Storage Research
Our activities in the area of storage research are focused on new and advanced features for next-generation storage systems and storage services. Our mission is to work with and enhance IBM's storage products and offerings. We emphasize collaboration with IBM storage technologies conceived and developed in Israel, such as IBM XIV storage systems, IBM ProtecTIER enterprise data deduplication solutions, and IBM Real-time Compression. We strive to work with IBM's Growth Markets unit to deliver storage building blocks that are well suited for hyper-growing markets. Our research areas include cloud storage, compression and deduplication, I/O virtualization, digital preservation, power management for storage systems, and security for storage. We collaborate with European academic and industrial organizations on EU projects, work with standards organizations on storage industry standards, and contribute to open source projects.
As part of IBM's SmartCloud vision, two of our key focus research areas are cloud storage and storage support for compute cloud.
Cloud storage is an emerging market that entails providing storage as an online web-based service, on a per-use basis, via public or private clouds. We are particularly interested in developing enterprise-worthy cloud storage technologies. In our Cloud Storage project, we architect and build the object storage cloud infrastructure needed to deliver highly scalable and cost-competitive storage services for the enterprise, which is continuously available everywhere for any device and application.
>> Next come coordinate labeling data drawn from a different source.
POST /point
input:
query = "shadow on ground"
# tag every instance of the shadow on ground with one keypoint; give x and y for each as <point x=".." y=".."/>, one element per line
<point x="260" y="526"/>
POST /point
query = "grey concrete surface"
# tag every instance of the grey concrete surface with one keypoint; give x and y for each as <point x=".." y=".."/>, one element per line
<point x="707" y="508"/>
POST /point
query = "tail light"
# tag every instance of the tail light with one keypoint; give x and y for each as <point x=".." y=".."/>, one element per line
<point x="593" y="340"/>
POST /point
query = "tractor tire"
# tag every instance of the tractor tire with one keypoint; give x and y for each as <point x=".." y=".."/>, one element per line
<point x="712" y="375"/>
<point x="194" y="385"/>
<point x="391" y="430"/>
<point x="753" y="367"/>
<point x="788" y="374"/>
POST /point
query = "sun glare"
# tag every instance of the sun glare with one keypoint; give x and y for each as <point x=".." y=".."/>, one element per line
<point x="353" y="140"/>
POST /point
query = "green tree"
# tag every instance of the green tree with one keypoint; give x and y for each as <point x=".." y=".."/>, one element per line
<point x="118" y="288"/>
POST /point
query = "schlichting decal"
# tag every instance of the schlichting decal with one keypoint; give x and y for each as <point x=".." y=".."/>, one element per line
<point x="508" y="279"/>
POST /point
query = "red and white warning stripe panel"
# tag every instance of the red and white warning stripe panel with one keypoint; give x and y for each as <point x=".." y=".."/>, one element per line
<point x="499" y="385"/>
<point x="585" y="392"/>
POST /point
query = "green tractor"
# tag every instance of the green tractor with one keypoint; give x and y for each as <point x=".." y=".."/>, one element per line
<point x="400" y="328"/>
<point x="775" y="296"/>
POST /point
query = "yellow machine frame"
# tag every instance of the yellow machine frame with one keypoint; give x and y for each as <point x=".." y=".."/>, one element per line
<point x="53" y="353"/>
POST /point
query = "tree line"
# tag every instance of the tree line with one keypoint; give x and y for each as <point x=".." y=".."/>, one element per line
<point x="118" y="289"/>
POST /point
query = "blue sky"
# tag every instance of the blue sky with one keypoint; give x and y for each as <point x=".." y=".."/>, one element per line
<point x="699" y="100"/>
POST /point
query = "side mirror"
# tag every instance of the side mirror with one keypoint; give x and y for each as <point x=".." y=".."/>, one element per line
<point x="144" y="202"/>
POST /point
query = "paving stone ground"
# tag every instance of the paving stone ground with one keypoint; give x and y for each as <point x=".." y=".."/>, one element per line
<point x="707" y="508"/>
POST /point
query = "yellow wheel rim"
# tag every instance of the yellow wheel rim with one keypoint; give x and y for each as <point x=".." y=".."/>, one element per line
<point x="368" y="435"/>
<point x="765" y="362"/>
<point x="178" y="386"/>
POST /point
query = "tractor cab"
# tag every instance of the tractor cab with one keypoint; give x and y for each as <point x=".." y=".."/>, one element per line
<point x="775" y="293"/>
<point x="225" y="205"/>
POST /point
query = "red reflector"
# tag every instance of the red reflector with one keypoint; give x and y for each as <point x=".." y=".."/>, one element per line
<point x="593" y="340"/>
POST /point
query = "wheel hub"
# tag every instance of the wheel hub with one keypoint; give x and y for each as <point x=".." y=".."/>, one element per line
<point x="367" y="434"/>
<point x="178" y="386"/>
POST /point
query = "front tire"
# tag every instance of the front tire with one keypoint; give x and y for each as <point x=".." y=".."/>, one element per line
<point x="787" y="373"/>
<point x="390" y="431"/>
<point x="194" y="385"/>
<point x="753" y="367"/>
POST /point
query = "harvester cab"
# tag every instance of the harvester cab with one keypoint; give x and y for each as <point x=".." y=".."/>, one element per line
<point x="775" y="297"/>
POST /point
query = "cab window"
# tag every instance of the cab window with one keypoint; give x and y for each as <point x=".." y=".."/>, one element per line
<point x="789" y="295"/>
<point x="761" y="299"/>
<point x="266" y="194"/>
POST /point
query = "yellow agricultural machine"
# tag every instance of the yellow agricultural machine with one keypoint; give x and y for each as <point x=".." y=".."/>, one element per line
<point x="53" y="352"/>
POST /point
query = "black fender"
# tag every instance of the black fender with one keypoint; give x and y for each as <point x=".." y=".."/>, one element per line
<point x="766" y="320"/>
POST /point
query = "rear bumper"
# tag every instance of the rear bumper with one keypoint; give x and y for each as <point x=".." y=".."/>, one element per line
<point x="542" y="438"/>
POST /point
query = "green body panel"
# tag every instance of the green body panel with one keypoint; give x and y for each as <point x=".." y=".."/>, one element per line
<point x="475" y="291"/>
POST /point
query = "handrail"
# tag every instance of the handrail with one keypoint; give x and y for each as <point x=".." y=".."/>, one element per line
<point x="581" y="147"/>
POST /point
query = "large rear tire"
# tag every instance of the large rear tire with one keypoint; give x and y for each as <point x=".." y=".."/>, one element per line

- We built Web Storage Service (WSS), which implements SNIA's CDMI industry standard for Cloud Storage. In June 2012, IBM declared in a Statement of Direction
"IBM intends to deliver Cloud features ... [including] Web Storage Services, a standards-based object store and API that implements the Cloud Data Management Interface (CDMI) standard from Storage Networking Industry Association (SNIA) to support the implementation of storage cloud services." - Our research prototype of a Cloud Object Store is a secure, scalable, and geographically-distributed storage service for web applications that primarily targets objects that are write-once, read-many (such as unstructured data of images, movies, or email attachments). It provides rich metadata services for the stored objects; employs storage optimizations such as object-level deduplication, data replication, resiliency and retention; and studies topics such as privacy and data placement in cloud environments.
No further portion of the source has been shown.